Record & replay the claude-agent-sdk wire for deterministic, offline tests.
Project description
Claude Agent Cassette
Record & replay the claude-agent-sdk
wire for deterministic, offline tests — no API key, no subprocess, no mocks.
Why
Apps built on claude-agent-sdk read a stream of typed messages (assistant turns,
tool results, task notifications, control-protocol frames) and drive logic off
them. The nasty bugs live at that stream → your-handler seam: the SDK emits a
slightly different shape than you expected, and your handler quietly does the
wrong thing.
Mocked tests can't catch this — you build the mock, so you only test your understanding of your own mock. A cassette records the real wire once and replays it through the SDK's real parser, so:
- a shape change in the SDK turns your test red instead of shipping to prod;
- tests run with no API cost, no network, no
claudesubprocess; - the replayed frames go through the genuine
message_parser, not a stand-in.
PRODUCTION: real CLI ──raw frames──► SDK parser ──► your code
▲
REPLAY: ReplayTransport ──raw frames──┘ (same parser, same code)
Install
pip install claude-agent-cassette # (or: uv add claude-agent-cassette)
Replay (the common case — offline, no key)
from claude_agent_cassette import replay, load_frames
async def test_my_handler():
async with replay(load_frames("tests/cassettes/happy_path.jsonl")) as client:
kinds = []
async for m in client.receive_messages():
kinds.append(type(m).__name__)
if kinds[-1] == "ResultMessage":
break # stream stays open after the result; break like the real wire
assert "ResultMessage" in kinds
# ...or feed client.receive_messages() into your own dispatcher and
# assert on what it produces.
A frames file is JSONL of raw inbound stream-json frames — the exact dicts the
CLI emits. replay() injects them into a real ClaudeSDKClient and answers the
SDK's initialize control handshake for you. (Vocabulary: a frame is a raw
wire dict; a message is the typed object the SDK parses it into; a tape
is a full duplex recording.)
Record (capture a real session)
record() works with both SDK entry points — the one-shot query()
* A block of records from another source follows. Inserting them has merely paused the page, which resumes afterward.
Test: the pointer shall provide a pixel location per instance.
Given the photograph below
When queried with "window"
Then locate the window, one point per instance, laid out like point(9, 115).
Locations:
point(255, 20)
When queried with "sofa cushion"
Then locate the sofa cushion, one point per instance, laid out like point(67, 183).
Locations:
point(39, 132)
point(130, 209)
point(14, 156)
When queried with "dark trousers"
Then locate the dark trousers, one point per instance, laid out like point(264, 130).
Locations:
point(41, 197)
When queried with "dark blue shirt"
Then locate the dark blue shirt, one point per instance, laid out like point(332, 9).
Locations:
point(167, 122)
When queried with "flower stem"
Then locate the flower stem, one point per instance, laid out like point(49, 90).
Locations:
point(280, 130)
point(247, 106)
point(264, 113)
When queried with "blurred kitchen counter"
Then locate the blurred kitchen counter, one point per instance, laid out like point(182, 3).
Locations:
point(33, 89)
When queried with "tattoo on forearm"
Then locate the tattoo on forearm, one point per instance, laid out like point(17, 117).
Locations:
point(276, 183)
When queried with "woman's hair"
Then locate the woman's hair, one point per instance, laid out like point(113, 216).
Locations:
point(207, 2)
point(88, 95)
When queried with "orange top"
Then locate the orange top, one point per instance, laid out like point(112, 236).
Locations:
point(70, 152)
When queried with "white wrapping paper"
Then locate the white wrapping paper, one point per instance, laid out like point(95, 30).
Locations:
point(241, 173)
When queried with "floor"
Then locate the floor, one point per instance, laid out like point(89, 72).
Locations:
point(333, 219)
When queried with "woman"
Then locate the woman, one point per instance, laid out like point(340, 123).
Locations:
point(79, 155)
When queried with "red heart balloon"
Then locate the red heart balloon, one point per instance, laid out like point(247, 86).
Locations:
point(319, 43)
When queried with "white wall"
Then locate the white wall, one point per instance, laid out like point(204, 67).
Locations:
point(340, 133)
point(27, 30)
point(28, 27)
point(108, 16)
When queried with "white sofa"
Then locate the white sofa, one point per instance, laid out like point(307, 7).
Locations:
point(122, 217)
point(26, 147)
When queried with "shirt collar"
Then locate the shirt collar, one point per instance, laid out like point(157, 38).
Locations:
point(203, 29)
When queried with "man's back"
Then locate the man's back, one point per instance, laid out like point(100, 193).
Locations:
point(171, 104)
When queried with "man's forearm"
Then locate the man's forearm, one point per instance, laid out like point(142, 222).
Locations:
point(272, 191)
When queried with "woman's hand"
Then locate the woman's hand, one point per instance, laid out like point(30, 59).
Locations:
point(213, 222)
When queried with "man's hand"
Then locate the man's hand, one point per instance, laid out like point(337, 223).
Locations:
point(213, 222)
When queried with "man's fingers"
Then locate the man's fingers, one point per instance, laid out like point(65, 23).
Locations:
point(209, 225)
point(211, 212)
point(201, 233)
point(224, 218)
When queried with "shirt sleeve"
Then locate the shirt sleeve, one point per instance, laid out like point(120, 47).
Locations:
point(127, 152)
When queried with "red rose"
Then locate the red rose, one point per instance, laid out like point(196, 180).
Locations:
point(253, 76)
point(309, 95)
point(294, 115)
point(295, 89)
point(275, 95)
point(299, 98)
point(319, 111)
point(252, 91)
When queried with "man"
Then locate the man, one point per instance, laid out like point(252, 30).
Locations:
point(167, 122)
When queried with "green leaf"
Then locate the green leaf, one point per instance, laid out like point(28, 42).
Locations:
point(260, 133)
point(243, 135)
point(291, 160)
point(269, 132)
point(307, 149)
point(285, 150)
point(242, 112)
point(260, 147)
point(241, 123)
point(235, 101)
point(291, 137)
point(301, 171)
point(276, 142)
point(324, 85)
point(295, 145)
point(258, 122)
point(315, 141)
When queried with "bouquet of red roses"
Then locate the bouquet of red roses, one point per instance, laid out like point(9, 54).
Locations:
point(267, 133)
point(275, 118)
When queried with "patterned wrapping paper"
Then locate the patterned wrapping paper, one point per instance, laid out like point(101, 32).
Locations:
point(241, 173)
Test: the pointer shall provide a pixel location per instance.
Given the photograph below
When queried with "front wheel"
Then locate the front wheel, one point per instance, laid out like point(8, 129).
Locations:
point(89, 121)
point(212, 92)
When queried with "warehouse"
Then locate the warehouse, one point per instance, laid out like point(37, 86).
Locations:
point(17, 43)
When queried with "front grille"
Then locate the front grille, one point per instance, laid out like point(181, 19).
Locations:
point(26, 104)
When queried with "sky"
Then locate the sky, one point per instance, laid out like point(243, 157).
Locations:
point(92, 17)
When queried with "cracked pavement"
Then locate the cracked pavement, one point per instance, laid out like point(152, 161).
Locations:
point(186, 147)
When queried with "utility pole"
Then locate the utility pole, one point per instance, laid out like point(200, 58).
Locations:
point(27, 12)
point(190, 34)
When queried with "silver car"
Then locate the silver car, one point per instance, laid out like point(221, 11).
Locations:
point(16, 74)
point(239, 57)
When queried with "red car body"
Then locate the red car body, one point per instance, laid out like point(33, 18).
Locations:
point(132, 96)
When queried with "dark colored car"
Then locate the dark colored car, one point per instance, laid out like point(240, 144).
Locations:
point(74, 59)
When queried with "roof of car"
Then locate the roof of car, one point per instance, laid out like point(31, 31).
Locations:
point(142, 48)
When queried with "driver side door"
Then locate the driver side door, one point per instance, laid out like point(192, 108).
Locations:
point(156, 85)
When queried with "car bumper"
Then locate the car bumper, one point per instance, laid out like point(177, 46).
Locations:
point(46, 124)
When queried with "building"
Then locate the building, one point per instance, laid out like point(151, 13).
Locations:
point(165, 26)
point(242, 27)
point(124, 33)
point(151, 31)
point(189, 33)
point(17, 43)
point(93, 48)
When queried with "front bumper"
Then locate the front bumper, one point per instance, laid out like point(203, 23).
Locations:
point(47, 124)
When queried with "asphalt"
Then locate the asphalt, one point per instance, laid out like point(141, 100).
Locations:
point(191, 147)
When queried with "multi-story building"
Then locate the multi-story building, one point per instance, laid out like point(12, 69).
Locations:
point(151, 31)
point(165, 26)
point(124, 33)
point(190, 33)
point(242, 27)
and the interactive ClaudeSDKClient (it patches both transport-construction
sites the SDK uses):
from claude_agent_cassette import record, save_tape
# one-shot query()
from claude_agent_sdk import query
with record() as tape: # tees the full duplex wire
async for _ in query(prompt="...", options=...):
pass
save_tape(tape, "session.jsonl")
# interactive ClaudeSDKClient
from claude_agent_sdk import ClaudeAgentOptions, ClaudeSDKClient
with record() as tape:
async with ClaudeSDKClient(options=ClaudeAgentOptions()) as client:
await client.query("...")
async for _ in client.receive_messages():
pass
save_tape(tape, "session.jsonl")
record() captures both directions, including the control plane
(control_request/control_response, mcp_message, hook_callback, the
handshake), so one recording can feed both conversation replay and
control-protocol replay. Derive the conversation-only frames with
conversation_frames(tape).
Drift detection (gate SDK bumps)
Re-parse a cassette's message frames through the installed SDK's own
message_parser. A frame that no longer parses — or whose content blocks the
parser silently drops — is flagged. Because it reuses the SDK's own parser, there
is no schema to maintain: the judge is the thing being judged.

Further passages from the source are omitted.